Evolutionary relationships

The discoveries of so many new thylacine species over the past two decades re-ignites the debate over thylacine relationships and over who their immediate ancestors were. The traditional view has been that thylacines were descended from a dasyurid ancestor perhaps during the Oligocene. The first phylogenetic analysis incorporating data from Nimbacinus dicksoni found an alternative result, that thylacinids were actually the older and more 'primitive' group and that dasyurids were a newer and more specialized group (Wroe and Musser 2001). The results of a subsequent analysis of thylacine relationships (in a paper describing another Miocene thylacine, Mutpuracinus) retrieved the traditional traditional arrangement, with thylacines above dasyurids in the dasyuromorphian tree (Murray and Megirian 2006). No further studies based on firsthand investigation of fossil thylacines have been published. The question of thylacinid relationships must therefore be considered unresolved. Study of the Nimbacinus skeleton will undoubtedly shed light on the question of thylacine affinities.
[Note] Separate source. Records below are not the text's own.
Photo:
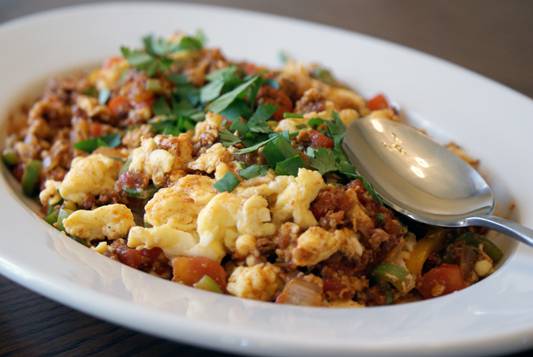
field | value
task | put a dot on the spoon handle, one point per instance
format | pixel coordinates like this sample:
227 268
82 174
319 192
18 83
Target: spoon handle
510 228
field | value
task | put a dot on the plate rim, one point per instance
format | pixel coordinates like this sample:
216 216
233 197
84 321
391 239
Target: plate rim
49 290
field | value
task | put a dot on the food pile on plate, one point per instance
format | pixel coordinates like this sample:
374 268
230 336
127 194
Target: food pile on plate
230 177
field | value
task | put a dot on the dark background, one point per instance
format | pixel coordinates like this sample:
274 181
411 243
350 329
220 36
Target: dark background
492 37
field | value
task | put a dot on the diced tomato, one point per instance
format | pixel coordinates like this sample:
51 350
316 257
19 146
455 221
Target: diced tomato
189 270
377 102
441 280
138 258
277 97
249 68
119 105
319 140
111 61
95 129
  • Muirhead, J. and Archer, M. 1990. Nimbacinus dicksoni, a plesiomorphic thylacine (Marsupialia, Thylacinidae) from Tertiary deposits of Queensland and the Northern Territory. Memoirs of the Queensland Museum 28, 203-221.
  • Muirhead, J. 1992. A specialized thylacinid, Thylacinus macknessi (Marsupialia: Thylacinidae) from the Miocene deposits of Riversleigh, northwestern Queensland. Australian Mammalogy 15, 67-76.
  • Muirhead, J. 1997. Two new early Miocene thylacines from Riversleigh, northwestern Queensland. Memoirs of the Queensland Museum 41, 367-377.
  • Muirhead, J. and Wroe, S. 1998. A new genus and species, Badjicinus turnbulligen. et sp. nov. (Thylacinidae: Marsupialia), from the late Oligocene of Riversleigh, northern Australia, and an investigation of thylacinid phylogeny. Journal of Vertebrate Paleontology 18, 612-626.
  • Murray, P. F. and Megirian, D. 2000. Two new genera and three new species of Thylacinidae (Marsupialia) from the Miocene of the Northern Territory. The Beagle, Records of the Museums and Art Galleries of the Northern Territory 16, 145-162.
  • Murray, P. F. and Megirian, D. 2006. Cranial morphology of the Miocene thylacinid Mutpuracinus archibaldi (Thylacinidae, Marsupialia) and relationships within the Dasyuromorphia. Pp. 229-276 in Reed, L., Bourne, S., Megirian, D., Prideaux, G., Young, G. and Wright, A. (eds) Proceedings of CAVEPS 2005, Alcheringa Special Issue 1.
  • Wroe, S. and Musser, A. M. 2001. The skull of Nimbacinus dicksoni (Thylacinidae: Marsupialia). Australian Journal of Zoology 49, 487-514.
  • Wroe, S., McHenry, C. and Thompson, J. 2005. Bite Club: comparative bite force in big biting mammals and the prediction of predatory behaviour in fossil taxa. Proceedings of the Royal Society B doi:10.1098/rspb.2004.2986.

Further reading

  • Long, J. A. et al. 2002. Prehistoric Mammals of Australia and New Guinea: One Hundred Million Years of Evolution. Johns Hopkins University Press, Baltimore, 240 pp.